Limerick of the Week: The Franchise Cases
If you were looking for this weekly installment yestereday, when it usually appears, and were outraged that you could not find it, please sue American Airlines for all damages reflecting your disppointment, including pain and suffering of course. Today’s Limerick is delayed because my return flight from Philadelphia was diverted to Indianapolis. And when American Airlines tells you that the diversion of my flight was due to weather conditions beyond their control. don’t believe them!! If it weren’t for a mechanical problem that delayed our take-off from Philly, we would have beat the front that hit O’Hare last night.
I will do my best to make things better, offering an almost unprecedented Limerick two-fer. The cases herein memorialized are actually tort cases and thus, to some extent, beneath the dignity of contracts profs and readers of the Contracts Profs Blog. Still, the vital question at issue in both cases is whether an agency relationship arises from the typical franchise agreement between gas station franchisees and the oil companies with which they contract. While the tort aspects of the case create the typical intellectual challenges posed by a prat-fall, the agency aspects of the cases, touching as they do on contractual relations, are complicated.

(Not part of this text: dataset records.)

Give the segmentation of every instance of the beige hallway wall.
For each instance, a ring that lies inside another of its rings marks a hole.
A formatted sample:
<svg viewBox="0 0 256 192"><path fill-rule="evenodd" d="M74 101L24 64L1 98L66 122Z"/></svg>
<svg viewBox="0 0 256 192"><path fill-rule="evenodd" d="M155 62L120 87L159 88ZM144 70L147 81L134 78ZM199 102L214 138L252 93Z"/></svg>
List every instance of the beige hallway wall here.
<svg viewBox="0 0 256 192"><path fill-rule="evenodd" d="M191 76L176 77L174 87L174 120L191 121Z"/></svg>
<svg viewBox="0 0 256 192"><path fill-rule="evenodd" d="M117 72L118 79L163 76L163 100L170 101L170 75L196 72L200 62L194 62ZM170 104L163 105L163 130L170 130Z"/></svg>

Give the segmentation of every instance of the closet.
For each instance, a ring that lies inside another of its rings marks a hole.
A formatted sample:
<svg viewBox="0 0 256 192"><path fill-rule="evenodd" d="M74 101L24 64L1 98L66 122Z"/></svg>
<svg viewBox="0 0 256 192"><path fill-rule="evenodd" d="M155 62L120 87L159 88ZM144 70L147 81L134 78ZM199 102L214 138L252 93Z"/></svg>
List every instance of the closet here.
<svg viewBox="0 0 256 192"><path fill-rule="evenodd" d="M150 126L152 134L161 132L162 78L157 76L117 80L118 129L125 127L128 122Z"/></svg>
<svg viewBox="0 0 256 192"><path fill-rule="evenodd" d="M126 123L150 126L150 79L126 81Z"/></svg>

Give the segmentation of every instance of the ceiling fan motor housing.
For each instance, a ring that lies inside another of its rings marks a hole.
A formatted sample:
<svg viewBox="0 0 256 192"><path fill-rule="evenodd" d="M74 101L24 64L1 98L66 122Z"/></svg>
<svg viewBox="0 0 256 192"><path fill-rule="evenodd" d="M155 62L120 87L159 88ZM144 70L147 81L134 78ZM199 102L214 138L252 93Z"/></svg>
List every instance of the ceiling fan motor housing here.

Both cases involve accidents at service stations. In the first (Humble Oil), a car is raised for servicing without the parking break engaged. It rolls down a hill (comically no doubt) and then (less comically) mows down some innocent bystanders. The question is whether Schneider, the franchisee, can be liable for the harm done to the bystanders. In the second (Hoover), plaintiff was injured in a fire that erupted at the back of his car while it was being filled with gasoline (see Limerick for my theory as to how the fire might have started). The question here is whether the franchisee Barone can be liable for plaintiff’s harm. While the torts involved are different, the law and the legal framework governing the cases are similar. Still, the cases come out differently, and both are wrongly decided IMHO. The Limericks lay out the bases for the courts’ reasonsing, with some simplification:
Humble Oil v. Martin
To Humble must Schneider report,
Humble set the hours, so the court
Refused to remand.
The verdict must stand;
The franchisor’s liable in tort.
Hoover v. Sun Oil
In Hoover, the gas-filling bloke
Chose an unfortunate time for a smoke.
Sun Oil owned the station,
Equipment, location,
But Barone set the hours, now he’s broke.